The Clothes in Books blog is featured in the Guardian books podcast this week, and is described by the books editor there as 'a delight'. The discussion covers fashion/lit issues, including Bret Easton Ellis, Waugh, Dickens and Mitford.
The blog entries discussed in the podcast include those for Don’t Look Now, David Copperfield, Brideshead Revisited, Romance & Love in a Cold Climate, Cold Comfort Farm, and Rules of Civility.
The entry below is the 600th on the blog.
DRESS DOWN SUNDAY
- LOOKING AT WHAT GOES ON UNDER THE CLOTHES
The Fashion in Shrouds by Margery Allingham
published 1938 chapter 8
[most of the book’s characters have assembled in a fashionable nightclub. Amanda is dancing]
[Tante Marthe]… sat up, her small shoulders compact and severe. ‘Tell me about your engagement. It is so entirely unexpected.’
‘It is, rather, isn’t it?’ he agreed. ‘Still, Amanda’s an unexpected young person.’
‘She’s sweet.’ Tante Marthe glanced across the tables to the dance-floor. ‘She looks so lovely. Her figure is completely natural. How does she keep her stockings up?’
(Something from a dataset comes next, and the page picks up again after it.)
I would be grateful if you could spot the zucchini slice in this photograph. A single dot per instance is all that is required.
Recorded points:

Mr Campion gave the matter his serious consideration. ‘I tremble to think. Two magnets and a dry-battery, if I know her, or perhaps something complicated on the grid system.’
The old woman leant back in her chair.
‘Delightful,’ she murmured. ‘You love her so comfortably. There is no unhappy excitement. I am so glad, my dear boy.’
The best Allingham is surely Tiger in the Smoke, a wonderful book, but a lot of Campion-lovers and clothes-lovers have a soft spot for this one, based in the world of fashion as it is.
Albert Campion’s sister is revealed as a top designer, in business with Tante Marthe above, and the story is funny and tough, and very good on love and marriage and dresses. The plot concerns a larger-than-life actress and her exotic lovelife – are bad things happening to the men in her life? Amanda – an expert engineer, hence the magnets - and Campion are only pretending to be engaged (for now) for a rather unconvincing reason.
The clothes are wonderful and memorable: over many years I’ve wondered about the Lincoln-green face-cloth cape (first page) - does it just mean towelling?
****ADDED LATER: check out the comments below for updates on this****
The fashion house is casually revealed to have had some drug smuggling going on at one point, but they just flung the morphine in a drawer and carried on. It is much more serious when designs are stolen – two women turning up in the same dress is a major catastrophe. Such melodramatic adventures in fashion are an occupational hazard – as explained in this entry.
Georgia, the actress, is a splendid character – horrible in many ways, but you can’t hate her as you should. When a dead body is discovered, her husband bracingly points out ‘a lovely girl looks very touching grizzling over a corpse, but she looks damned silly doing it over a skeleton’ and you can see she won’t make that mistake.
Altogether a wonderful read, enveloping you in the atmosphere of raffish 1938 London and one of those luxury country hotels just outside London, as well as the fashion studio.
Links on the blog: For more Dress Down Sunday click on the label below. The extract above is a flight of fantasy on stockings, but at least Allingham knows her stuff, unlike this modern author writing about the same period, while a 1950s crime story has an intriguing detail about saving your stockings.
The top picture is from a lingerie advert – the smaller one is what she is allegedly wearing under the dress, with ‘an extremely practical concealed girdle with garters’. It is ‘the only foundation one wears beneath dancing dresses.’